One is the heterogeneity of tumours – the fact that they are made up of cells with a variety of different traits, which often allows cancers to evade drugs targeted to malignant cells having a single genetic abnormality.
The vaccine, because it contains many different neoantigens from the tumour, targets multiple genetic types of tumour cells.
Wu added that in this respect, the response generated by a neoantigen vaccine is similar to the new wave of combination therapies, which are showing more promise in treating cancers that typically develop resistance to single drugs.
“We are leveraging the immune system’s natural ability to detect and attack many target antigens, as it does every time we get an infection,” she said.
A second hurdle in cancer is to generate an immune response sharply focused on cancer cells while avoiding normal cells and tissues.

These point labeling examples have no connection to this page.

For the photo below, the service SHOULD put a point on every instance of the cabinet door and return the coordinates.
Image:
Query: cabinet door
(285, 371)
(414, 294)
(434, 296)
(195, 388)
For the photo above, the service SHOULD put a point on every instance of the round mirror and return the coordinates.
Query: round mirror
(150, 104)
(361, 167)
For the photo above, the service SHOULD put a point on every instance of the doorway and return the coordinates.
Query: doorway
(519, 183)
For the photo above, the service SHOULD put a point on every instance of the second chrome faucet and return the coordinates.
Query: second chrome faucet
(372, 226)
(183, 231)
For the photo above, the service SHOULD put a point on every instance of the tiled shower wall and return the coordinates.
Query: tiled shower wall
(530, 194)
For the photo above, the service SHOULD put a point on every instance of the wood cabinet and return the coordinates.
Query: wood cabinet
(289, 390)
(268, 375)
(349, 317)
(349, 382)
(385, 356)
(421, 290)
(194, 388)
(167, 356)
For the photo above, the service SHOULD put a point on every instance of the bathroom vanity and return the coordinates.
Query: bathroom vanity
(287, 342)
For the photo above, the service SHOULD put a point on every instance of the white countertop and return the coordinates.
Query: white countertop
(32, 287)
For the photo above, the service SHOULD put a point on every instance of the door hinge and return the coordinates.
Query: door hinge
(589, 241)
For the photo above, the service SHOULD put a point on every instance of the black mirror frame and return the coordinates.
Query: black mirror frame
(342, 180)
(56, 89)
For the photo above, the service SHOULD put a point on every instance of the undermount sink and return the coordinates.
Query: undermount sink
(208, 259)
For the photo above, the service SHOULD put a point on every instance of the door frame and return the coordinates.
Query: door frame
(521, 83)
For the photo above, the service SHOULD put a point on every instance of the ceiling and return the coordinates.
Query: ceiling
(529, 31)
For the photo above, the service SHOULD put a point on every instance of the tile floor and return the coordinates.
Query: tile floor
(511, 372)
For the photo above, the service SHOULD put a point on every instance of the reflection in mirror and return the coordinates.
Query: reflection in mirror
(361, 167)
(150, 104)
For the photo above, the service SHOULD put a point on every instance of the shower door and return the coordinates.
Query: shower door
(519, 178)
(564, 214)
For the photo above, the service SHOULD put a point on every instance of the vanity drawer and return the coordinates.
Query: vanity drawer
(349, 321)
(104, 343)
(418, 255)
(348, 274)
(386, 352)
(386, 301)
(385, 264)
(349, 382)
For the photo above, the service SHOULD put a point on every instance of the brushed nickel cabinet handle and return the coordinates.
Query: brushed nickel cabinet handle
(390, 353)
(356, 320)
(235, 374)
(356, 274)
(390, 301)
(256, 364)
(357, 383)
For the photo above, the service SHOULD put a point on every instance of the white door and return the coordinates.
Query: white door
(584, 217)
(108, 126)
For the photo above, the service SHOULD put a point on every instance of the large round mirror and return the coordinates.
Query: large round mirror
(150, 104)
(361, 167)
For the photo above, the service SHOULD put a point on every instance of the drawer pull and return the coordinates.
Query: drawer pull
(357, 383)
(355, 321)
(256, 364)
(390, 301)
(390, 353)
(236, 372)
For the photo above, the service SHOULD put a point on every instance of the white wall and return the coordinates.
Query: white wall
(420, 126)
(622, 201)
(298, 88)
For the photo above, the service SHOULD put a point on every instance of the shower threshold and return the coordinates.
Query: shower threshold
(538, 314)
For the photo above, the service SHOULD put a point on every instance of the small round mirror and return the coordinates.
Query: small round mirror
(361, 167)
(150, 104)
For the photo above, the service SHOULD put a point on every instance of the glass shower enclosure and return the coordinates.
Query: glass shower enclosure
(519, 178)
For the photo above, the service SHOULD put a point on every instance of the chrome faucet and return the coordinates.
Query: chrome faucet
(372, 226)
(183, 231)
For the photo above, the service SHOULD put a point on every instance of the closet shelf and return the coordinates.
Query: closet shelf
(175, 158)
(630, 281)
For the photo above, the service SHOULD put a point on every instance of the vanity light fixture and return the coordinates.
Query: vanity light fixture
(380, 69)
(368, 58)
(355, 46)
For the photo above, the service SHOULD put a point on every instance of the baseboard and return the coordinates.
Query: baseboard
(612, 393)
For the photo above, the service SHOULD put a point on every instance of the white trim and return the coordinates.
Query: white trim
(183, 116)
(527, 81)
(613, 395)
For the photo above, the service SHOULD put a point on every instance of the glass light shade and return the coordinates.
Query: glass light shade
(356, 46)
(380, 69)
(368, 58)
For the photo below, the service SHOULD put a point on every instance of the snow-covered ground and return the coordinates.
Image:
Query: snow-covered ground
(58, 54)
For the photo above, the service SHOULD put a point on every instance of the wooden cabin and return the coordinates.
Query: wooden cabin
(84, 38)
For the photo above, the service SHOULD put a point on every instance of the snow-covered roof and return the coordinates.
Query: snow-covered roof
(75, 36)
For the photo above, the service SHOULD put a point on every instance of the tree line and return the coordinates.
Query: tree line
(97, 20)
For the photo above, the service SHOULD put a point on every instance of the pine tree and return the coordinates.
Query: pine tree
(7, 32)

This aim was achieved by the vaccine, which appeared to have few “off-target” effects, causing only flu-like symptoms, fatigue, rashes, and irritation at the site of the vaccine injection, according to the report.
Despite decades of attempts to develop effective cancer treatment vaccines, they have mostly failed at producing potent antitumour immune responses.
The study authors say that is because these vaccines have generally been made with tumour antigens that are too similar to antigens on normal cells: as a result, the body generates a weaker immune response to avoid harming normal cells, a process called immune tolerance.
By contrast, the neoantigen vaccine is custom-made for each patient using antigens produced by mutations unique to the patient’s cancer and only present on cancer cells, thus bypassing the natural immune tolerance process.
To create the vaccine, samples of a patient’s tumour and normal DNA from the patient’s blood underwent whole-exome sequencing to reveal mutations present only in the tumour’s genetic program.
Because some mutations are present in the DNA but the gene is not made into RNA and protein, the researchers used RNA sequencing to identify mutations that caused the production of a mutated RNA, which is then normally translated into a protein.
Since T cells can only recognise neoantigens that are “presented” to them by HLA molecules of the immune system, a key step in making the vaccine is using computer algorithms to predict which neoantigen peptides will bind strongly to the HLA molecules for recognition by T cells.
Algorithms, such as NetMHC, have been developed in recent years, making it feasible to select HLA-binding neoantigen peptides for the vaccine.
Applying this tool to the six patients’ tumour samples yielded dozens of unique neoantigens for each patient’s personal vaccine.
Finally, the selected neoantigen peptides were synthesised and mixed with an adjuvant – a biochemical substance that helps to jump-start the immune response.
The vaccine was then injected under the skin of the patient, with five priming doses followed by two booster doses of the vaccine.
The vaccine was aimed at generating responses to the neoantigens from T cells of two kinds – CD8 killer cells and CD4 helper cells.
When the team monitored the vaccine’s effects on the immune system in each patient, they found that both T cell types had indeed been activated by the vaccine and could recognise the neoantigens bound to HLA molecules.
Most importantly, many of the T cells were able to recognise the tumour cells directly, demonstrating that the vaccine had triggered a tumour-specific immune response that could target the patient’s tumour.
“Future neoantigen vaccine trials will recruit more patients with advanced disease to test the efficacy of the vaccine, take advantage of improved methods for predicting antigen presentation to boost the number of effective neoantigens and test for synergy with checkpoint blockade and other immunotherapeutics,” the scientists said. “If successful in subsequent trials, a personal vaccine has the potential to be applied to any cancer that harbours sufficient numbers of neoantigens for vaccination.”